USAF awards contract to Boeing to produce WGS-11 satellite

23 April 2019 (Last Updated April 23rd, 2019 12:40)

The US Air Force (USAF) has awarded a $605m contract to Boeing for the production of the Wideband Global Satellite Communication Space Vehicle 11 (WGS-11).

The US Air Force (USAF) has awarded a $605m contract to Boeing for the production of the Wideband Global Satellite Communication Space Vehicle 11 (WGS-11).

The contract is a firm-fixed-price modification to the previously awarded contract. With the latest modification, the total value of the contract has increased to $2.49bn.

The WGS-11 system facilitates broadband communications connectivity for troops across the globe. It also supports critical communications for humanitarian efforts and deployed forces.

Contracted work will be carried out by Boeing in El Segundo, California, US, and is expected to be completed by 20 November 2023.

The USAF will initially obligate fiscal 2018 procurement funds of around $300m to the company.

According to Boeing, the system can operate at both X-band and Ka-band and enables networks for tactical command, control, communications, computers, intelligence, surveillance, and reconnaissance (C4ISR).

The design supports the positioning of ten Ka-band and eight X-band beams anywhere in the field of view of each satellite.

“WGS-8, WGS-9 and WGS-10 are equipped with an upgraded digital channeliser that increases the available bandwidth of earlier satellites in the series by nearly two times.”

WGS satellites are designed to operate in contested environments. The company is working in partnership with the USAF to provide the fleet with anti-jamming capabilities.
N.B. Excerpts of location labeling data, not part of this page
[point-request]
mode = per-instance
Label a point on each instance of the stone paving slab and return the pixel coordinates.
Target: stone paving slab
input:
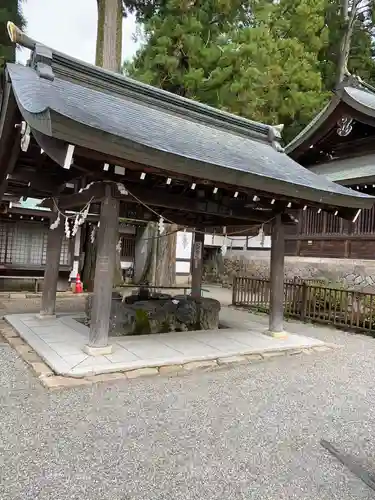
(60, 341)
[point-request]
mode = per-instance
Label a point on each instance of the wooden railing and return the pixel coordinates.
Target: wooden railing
(310, 302)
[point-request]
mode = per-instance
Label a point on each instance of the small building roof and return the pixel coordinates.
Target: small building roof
(65, 101)
(353, 99)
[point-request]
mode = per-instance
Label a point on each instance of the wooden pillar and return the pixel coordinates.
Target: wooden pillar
(76, 256)
(51, 273)
(276, 321)
(197, 265)
(104, 275)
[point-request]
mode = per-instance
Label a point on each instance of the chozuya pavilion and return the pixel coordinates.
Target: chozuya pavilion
(131, 147)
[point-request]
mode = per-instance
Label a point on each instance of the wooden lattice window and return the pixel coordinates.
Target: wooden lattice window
(127, 247)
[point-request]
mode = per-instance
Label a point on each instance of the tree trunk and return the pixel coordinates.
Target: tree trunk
(108, 56)
(348, 21)
(109, 35)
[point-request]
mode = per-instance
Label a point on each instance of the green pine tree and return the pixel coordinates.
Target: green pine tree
(239, 59)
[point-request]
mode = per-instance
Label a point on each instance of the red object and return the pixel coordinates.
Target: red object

The enhancements are being carried out through two programmes that are currently under development, namely the mitigation and anti-jam enhancement (MAJE), and the protected tactical enterprise service (PTES).

Boeing received the original contract in 2001. So far, ten WGS satellites have been launched.

WGS-10 was launched last month on board United Launch Alliance’s Delta IV rocket.

WGS-8, WGS-9 and WGS-10 are equipped with an upgraded digital channeliser that increases the available bandwidth of earlier satellites in the series by nearly two times.

The constellation was originally planned to feature only ten satellites. However, Congress approved the procurement of two more satellites.

Other partner nations in the WGS project include Australia, Canada, Denmark, Luxembourg, the Netherlands and New Zealand.